Já a Dommo notificou Barra Energia do Brasil Petróleo e Gás e QGEP com requerimento para instauração imediata de procedimento arbitral contra ambas, junto à London Court of International Arbitration (LCIA), disse a companhia em comunicado ao mercado. "Inadimplemento da QGEP em cumprir o Plano de Desenvolvimento e os sucessivos atrasos na chegada FPSO Petrojarl I em virtude do mau gerenciamento por parte da QGEP já atrasaram sobremaneira o início da produção no Bloco BS-4 sob o Sistema de Produção Antecipada de Atlanta", disse a empresa.

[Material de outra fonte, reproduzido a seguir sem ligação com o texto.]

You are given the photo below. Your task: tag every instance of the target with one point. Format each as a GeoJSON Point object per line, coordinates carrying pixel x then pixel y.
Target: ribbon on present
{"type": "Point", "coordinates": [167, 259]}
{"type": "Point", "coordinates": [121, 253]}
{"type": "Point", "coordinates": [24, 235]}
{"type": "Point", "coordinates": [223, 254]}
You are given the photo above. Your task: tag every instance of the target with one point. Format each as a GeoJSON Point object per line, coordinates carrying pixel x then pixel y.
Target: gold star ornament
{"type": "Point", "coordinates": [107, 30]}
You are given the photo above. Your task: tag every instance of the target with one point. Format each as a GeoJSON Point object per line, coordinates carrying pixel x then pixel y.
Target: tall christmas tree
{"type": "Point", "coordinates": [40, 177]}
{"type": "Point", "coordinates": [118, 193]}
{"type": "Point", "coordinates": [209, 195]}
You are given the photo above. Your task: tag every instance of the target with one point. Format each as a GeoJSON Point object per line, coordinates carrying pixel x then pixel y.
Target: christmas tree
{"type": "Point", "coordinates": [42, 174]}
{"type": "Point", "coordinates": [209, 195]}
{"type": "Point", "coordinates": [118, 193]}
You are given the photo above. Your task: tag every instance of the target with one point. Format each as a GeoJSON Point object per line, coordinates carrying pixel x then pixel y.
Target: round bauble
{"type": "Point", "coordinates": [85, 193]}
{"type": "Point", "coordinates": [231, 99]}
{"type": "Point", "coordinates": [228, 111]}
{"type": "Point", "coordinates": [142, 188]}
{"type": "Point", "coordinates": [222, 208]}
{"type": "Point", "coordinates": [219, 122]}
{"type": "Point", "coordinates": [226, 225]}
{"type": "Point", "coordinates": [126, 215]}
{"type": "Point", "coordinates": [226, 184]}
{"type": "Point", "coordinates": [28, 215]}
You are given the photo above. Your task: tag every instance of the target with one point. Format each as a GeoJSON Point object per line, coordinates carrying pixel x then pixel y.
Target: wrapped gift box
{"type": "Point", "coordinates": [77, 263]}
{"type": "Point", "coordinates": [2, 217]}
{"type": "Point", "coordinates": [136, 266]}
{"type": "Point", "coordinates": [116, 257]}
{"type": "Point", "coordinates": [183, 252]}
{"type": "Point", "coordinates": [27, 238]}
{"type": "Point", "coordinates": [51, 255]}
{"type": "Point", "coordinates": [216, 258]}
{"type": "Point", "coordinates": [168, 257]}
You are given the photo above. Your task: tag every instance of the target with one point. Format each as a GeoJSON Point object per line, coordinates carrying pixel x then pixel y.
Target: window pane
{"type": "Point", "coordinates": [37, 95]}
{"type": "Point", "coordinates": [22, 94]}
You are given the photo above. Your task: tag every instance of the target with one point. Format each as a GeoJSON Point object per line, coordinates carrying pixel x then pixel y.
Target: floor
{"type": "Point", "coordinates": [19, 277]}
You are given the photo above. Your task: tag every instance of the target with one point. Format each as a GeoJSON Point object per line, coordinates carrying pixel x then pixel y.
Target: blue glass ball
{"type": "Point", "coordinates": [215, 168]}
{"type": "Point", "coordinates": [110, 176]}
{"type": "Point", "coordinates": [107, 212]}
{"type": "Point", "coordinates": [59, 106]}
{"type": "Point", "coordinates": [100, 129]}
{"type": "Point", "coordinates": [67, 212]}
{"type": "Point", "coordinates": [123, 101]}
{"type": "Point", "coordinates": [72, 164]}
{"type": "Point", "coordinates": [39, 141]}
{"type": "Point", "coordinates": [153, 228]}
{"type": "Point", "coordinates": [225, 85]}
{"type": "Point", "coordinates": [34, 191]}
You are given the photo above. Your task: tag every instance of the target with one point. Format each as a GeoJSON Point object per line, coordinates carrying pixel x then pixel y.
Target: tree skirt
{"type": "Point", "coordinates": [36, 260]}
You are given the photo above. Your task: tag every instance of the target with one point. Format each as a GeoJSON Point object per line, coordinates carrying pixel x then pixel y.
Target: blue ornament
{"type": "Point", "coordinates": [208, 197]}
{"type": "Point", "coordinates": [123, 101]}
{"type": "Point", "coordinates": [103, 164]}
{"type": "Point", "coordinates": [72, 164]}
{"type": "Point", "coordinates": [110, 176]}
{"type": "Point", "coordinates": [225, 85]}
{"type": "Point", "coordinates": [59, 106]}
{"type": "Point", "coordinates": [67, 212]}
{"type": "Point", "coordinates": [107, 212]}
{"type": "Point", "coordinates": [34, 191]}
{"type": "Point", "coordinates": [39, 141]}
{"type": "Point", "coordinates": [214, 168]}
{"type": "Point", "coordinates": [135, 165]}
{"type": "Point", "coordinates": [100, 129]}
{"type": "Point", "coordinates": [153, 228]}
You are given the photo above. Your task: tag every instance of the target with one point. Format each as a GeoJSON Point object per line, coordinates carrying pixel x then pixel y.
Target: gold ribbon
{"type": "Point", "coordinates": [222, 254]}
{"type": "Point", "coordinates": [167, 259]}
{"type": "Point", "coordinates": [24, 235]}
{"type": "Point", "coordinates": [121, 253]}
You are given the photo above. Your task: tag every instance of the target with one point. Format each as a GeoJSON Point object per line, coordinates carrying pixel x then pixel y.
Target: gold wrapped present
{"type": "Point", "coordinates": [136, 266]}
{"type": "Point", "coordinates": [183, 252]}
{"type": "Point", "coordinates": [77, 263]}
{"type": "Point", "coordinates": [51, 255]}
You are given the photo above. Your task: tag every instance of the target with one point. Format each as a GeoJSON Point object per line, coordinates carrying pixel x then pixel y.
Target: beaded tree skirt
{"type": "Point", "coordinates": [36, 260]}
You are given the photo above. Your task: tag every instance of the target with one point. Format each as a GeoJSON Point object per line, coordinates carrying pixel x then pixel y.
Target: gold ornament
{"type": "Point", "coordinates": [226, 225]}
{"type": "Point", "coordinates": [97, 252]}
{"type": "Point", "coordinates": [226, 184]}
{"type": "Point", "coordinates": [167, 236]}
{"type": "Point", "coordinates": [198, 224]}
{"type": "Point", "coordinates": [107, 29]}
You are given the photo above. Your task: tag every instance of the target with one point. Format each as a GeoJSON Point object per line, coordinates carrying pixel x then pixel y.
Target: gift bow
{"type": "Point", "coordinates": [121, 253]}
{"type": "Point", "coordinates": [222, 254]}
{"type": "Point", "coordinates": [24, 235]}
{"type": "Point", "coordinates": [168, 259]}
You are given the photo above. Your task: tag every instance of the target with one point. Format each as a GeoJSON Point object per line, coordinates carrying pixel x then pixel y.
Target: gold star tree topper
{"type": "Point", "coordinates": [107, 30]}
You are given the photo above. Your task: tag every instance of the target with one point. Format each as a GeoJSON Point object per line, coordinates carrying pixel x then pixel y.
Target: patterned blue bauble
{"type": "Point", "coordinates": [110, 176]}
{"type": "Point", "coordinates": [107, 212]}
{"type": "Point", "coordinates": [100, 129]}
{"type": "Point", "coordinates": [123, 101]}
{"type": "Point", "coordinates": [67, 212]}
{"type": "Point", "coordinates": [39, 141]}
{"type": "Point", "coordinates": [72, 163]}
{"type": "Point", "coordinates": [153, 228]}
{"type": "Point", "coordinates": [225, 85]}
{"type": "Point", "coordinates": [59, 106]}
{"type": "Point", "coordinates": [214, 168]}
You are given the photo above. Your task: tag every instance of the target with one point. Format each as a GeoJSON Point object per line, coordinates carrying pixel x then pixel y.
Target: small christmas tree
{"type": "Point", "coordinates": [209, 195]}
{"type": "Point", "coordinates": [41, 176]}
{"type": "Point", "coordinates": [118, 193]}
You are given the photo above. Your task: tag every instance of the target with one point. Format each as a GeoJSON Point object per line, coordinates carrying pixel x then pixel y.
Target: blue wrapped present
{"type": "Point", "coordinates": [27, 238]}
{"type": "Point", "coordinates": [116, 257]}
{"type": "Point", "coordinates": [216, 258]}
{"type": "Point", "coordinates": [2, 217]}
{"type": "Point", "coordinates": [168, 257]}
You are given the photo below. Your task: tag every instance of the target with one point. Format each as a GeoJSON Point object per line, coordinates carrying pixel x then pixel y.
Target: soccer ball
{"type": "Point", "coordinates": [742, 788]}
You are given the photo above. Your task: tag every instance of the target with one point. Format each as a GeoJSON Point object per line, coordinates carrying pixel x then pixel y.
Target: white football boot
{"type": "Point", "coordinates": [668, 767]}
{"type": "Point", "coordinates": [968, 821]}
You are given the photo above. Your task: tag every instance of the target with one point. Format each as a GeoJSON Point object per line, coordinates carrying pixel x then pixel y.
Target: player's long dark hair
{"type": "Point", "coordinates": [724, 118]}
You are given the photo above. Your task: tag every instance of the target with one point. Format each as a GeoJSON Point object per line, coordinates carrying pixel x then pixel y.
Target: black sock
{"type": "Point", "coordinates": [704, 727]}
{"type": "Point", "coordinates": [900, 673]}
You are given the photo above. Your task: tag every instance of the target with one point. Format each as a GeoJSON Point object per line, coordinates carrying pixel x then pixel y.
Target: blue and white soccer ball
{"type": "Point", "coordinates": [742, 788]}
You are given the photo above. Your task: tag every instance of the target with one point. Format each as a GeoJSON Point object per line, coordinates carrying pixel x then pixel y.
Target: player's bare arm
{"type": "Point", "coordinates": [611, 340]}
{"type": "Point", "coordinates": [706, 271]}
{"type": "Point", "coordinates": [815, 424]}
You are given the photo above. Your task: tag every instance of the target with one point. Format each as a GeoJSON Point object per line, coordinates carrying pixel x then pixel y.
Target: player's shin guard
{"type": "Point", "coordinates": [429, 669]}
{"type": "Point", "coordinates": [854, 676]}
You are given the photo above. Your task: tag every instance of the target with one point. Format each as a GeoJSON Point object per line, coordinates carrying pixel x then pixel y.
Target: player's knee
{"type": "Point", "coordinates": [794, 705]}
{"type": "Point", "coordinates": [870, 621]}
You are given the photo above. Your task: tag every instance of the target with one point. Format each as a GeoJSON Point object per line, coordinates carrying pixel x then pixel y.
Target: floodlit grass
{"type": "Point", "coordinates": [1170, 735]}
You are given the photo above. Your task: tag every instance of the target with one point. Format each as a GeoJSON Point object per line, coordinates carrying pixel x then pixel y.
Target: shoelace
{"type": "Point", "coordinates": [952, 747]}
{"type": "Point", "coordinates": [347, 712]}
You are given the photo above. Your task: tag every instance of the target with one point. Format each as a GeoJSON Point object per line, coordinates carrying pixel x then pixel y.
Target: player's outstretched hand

Segundo a Dommo, "atrasos são consequência da inépcia da QGEP e da omissão dolosa da Barra". Por outro lado, a QGEP disse não ter conhecimento de qualquer contrato de farm-out assinado pela Dommo, nem tampouco de qualquer equacionamento da Dommo com o consórcio para quitação da dívida atual, no montante de cerca de R$ 71 milhões. QGEP diz que Barra Energia exerceu os direitos de expulsão da Dommo Energia no Bloco BS-4, “nos exatos termos do disposto no contrato de operações conjuntas do consórcio”, segundo o comunicado. 

Ainda sobre a QGEP, a companhia teve aval do Cade à cessão de fatia em 2 blocos à ExxonMobil. Atualmente, a QGEP detém 100% de participação em ambos os contratos. O  Cade considerou que os blocos constituem-se ativos pré-operacionais, não estando em fase de produção e concluiu que a operação não suscita preocupações sob a ótica concorrencial.